Donald Davidson et le «principe de continence»
La faiblesse de la volonté, explique Donald Davidson, ne consiste pas à changer d’avis. C’est juger qu’une action est la meilleure vu les circonstances, et en accomplir une autre, sinon son contraire. Exemple : il fait beau dehors, et je pense que je devrais faire une petite promenade de santé. Mais je reste scotché devant la télé, pour le regretter après. Mais a-t-elle une raison ? Un psychanalyste prétendrait que la raison de mon action est inconsciente : pour D. Davidson, la notion n’est pas très satisfaisante. Il peut y avoir des causes inconscientes, mais pas des raisons. Aristote l’attribuerait à une sorte d’oubli : je suis resté assis parce que j’ai oublié que je trouvais bon de faire une petite marche. Cela peut correspondre à certains cas, mais pas le plus général, dans lequel je suis resté conscient que je devrais me bouger, sans pour autant le faire.
Pour D. Davidson, les raisons que nous trouvons à nos actions devraient idéalement en être aussi les causes. Mais ce sont bien souvent des justifications a posteriori, de sorte qu’il existe un écart possible : même si je fais ce que je projette, la raison que je donne n’est pas forcément la cause de mes actes. Les cas où je ne m’explique même pas pourquoi j’ai agi contrairement à mon intention ne sont que des cas limites du fonctionnement ordinaire de la volonté. Le philosophe fait donc le constat, tout comme Freud, que le sujet humain est un être profondément divisé, ce qui l’amène à entrer en conflit avec lui-même. L’autonomie de la volonté n’est pas un acquis, mais un idéal à atteindre. La seule manière d’y parvenir est d’adopter un « principe de continence », qui consiste à « accomplir toujours l’action jugée la meilleure sur la base de toutes les raisons pertinentes disponibles ». D. Davidson ne prodigue pas d’autre conseil, car son souci est de comprendre ce qu’est l’acrasie plutôt que d’envisager les recettes permettant de la vaincre.
À LIRE
• « L’autonomie à la lumière de la faiblesse de la volonté »

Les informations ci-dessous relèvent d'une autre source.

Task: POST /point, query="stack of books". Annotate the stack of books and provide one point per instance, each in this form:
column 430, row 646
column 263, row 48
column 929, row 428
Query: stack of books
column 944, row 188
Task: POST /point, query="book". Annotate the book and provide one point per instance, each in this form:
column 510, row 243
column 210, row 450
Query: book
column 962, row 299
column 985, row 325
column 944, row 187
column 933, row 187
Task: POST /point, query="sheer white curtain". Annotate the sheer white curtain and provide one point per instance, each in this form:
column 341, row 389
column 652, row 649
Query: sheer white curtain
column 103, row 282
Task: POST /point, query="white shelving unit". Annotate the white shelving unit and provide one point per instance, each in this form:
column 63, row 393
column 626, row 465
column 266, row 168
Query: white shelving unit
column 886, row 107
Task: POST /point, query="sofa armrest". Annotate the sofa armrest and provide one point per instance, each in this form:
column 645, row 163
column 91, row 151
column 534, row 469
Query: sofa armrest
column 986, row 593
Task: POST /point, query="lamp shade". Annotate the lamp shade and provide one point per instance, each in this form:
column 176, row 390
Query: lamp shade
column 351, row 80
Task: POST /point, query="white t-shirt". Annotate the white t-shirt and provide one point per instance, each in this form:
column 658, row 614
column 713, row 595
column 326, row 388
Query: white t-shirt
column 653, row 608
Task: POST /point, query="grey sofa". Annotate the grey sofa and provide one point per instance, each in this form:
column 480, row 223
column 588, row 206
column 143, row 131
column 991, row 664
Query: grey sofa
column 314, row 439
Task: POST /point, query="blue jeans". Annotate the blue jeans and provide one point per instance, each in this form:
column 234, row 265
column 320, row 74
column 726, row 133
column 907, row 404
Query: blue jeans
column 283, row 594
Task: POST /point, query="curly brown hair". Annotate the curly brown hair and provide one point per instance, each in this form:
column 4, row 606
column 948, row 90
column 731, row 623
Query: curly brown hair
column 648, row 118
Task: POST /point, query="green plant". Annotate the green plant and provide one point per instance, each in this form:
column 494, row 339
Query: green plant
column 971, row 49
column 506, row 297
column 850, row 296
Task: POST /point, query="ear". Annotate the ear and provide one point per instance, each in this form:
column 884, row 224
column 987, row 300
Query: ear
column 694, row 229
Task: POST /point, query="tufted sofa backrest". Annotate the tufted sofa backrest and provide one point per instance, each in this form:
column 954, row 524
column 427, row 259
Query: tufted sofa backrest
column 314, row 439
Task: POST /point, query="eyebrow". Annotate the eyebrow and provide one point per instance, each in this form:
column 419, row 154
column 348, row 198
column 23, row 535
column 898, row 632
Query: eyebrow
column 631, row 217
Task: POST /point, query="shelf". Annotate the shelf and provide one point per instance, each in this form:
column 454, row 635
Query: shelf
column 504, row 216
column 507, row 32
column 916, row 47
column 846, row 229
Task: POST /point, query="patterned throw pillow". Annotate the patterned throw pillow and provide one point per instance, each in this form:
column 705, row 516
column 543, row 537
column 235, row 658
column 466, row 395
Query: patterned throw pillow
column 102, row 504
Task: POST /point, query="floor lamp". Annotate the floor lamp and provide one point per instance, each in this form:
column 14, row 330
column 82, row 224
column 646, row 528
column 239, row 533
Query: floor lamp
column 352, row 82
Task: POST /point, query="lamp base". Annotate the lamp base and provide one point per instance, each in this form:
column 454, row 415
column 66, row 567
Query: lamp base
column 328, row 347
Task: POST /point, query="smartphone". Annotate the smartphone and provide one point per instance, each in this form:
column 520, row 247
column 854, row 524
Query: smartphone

Julie Mazaleigue, in Marlène Jouan et Sandra Laugier (dir.), Comment penser l’autonomie ? Entre compétences et dépendances, Puf, 2009.

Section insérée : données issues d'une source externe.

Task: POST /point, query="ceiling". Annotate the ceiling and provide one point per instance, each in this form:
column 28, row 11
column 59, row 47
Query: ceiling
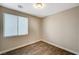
column 49, row 9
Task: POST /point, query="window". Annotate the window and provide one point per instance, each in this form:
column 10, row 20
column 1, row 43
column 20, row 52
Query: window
column 15, row 25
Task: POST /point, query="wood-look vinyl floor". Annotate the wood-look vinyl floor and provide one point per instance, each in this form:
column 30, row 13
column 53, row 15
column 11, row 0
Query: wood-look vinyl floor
column 39, row 48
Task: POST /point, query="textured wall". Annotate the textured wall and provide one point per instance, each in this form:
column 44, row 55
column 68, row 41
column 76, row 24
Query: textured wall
column 63, row 29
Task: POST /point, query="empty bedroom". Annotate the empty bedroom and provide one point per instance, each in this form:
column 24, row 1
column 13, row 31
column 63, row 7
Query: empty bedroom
column 39, row 28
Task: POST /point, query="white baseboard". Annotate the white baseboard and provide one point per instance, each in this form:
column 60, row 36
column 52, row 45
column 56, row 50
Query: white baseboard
column 4, row 51
column 60, row 47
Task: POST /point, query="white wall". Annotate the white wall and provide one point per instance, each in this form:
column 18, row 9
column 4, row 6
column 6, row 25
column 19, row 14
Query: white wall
column 62, row 29
column 14, row 42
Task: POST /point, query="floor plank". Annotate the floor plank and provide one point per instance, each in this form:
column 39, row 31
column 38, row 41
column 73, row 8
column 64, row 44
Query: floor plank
column 39, row 48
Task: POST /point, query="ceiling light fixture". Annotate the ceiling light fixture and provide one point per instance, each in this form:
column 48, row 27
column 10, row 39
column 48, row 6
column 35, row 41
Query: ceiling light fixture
column 39, row 5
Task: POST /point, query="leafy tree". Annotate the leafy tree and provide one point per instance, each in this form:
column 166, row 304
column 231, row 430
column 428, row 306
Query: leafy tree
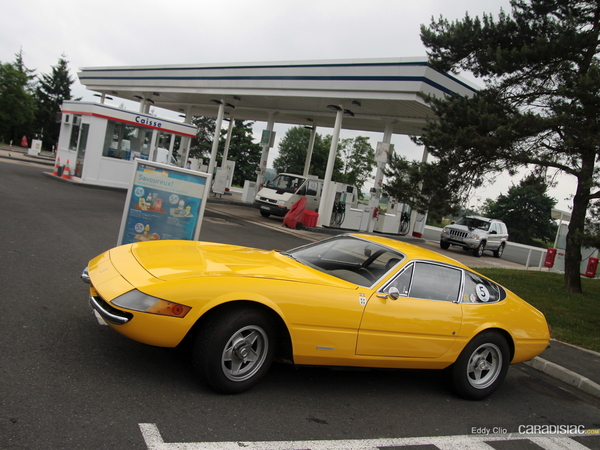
column 424, row 186
column 540, row 106
column 16, row 103
column 526, row 210
column 30, row 73
column 292, row 154
column 243, row 151
column 50, row 92
column 358, row 157
column 201, row 145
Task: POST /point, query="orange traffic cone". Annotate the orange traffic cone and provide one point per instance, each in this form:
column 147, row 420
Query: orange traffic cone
column 55, row 173
column 66, row 174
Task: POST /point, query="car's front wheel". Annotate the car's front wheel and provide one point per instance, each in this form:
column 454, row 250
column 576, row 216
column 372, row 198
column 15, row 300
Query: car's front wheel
column 481, row 366
column 234, row 350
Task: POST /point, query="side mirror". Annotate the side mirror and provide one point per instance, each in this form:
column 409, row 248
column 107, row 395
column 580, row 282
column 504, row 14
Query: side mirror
column 394, row 293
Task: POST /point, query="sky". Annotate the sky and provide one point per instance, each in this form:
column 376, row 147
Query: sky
column 153, row 32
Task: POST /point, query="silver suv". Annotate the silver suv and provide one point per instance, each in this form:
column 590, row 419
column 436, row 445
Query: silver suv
column 476, row 234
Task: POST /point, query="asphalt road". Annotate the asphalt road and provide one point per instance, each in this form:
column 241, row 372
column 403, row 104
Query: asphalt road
column 67, row 382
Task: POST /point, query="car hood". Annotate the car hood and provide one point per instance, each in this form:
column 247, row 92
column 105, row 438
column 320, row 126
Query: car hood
column 176, row 260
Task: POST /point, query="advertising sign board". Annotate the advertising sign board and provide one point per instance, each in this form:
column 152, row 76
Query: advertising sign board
column 163, row 202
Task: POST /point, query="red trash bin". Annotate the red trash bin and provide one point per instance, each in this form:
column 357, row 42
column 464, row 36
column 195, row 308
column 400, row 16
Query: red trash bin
column 549, row 262
column 309, row 219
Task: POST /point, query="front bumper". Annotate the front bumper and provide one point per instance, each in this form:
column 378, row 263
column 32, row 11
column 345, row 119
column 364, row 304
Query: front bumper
column 108, row 313
column 271, row 209
column 463, row 242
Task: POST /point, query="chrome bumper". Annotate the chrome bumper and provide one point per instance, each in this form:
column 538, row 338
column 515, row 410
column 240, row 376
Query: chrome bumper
column 108, row 313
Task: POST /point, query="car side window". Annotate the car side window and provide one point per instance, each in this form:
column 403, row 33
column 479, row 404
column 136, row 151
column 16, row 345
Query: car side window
column 312, row 188
column 435, row 282
column 402, row 281
column 481, row 290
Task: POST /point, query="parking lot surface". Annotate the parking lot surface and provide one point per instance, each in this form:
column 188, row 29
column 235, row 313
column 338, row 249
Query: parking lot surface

Jon Elster et les ruses de la raison
Jon Elster part également du constat que l’acrasie est une forme d’incohérence du sujet. Mais il remarque que cette incohérence présente des formes variées. Exemple : j’ai décidé ce soir de bien suivre mon régime, mais placé face au dessert, j’en prends tout de même une part. Entre mon intention et mon action, un événement est venu changer ma résolution : on a placé un délicieux gâteau sur la table. Ma faiblesse a une cause extérieure. Le cas le plus mystérieux est celui où rien ne justifie le changement d’intention. Exemple : je souffre légèrement d’une carie, et je prends rendez-vous chez le dentiste. Mais plus le jour se rapproche, moins je suis décidé à y aller. Finalement, je trouve un prétexte pour repousser le rendez-vous. C’est vraiment un cas typique de « faiblesse de la volonté », qui n’a pas d’autre cause que le passage du temps, lequel me fait appréhender de manière différente la séance de dentisterie selon que c’est demain ou dans trois semaines. J. Elster a consacré de nombreuses réflexions aux manifestations variées de cet effet « temps qui passe » sur notre volonté. Mais il s’est aussi penché sur les ruses et les mesures qui sont susceptibles de nous aider à surmonter l’acrasie. Certaines sont attendues, d’autres moins, mais il montre aussi que si toutes ont une efficacité, aucune n’est totalement dépourvue d’inconvénient.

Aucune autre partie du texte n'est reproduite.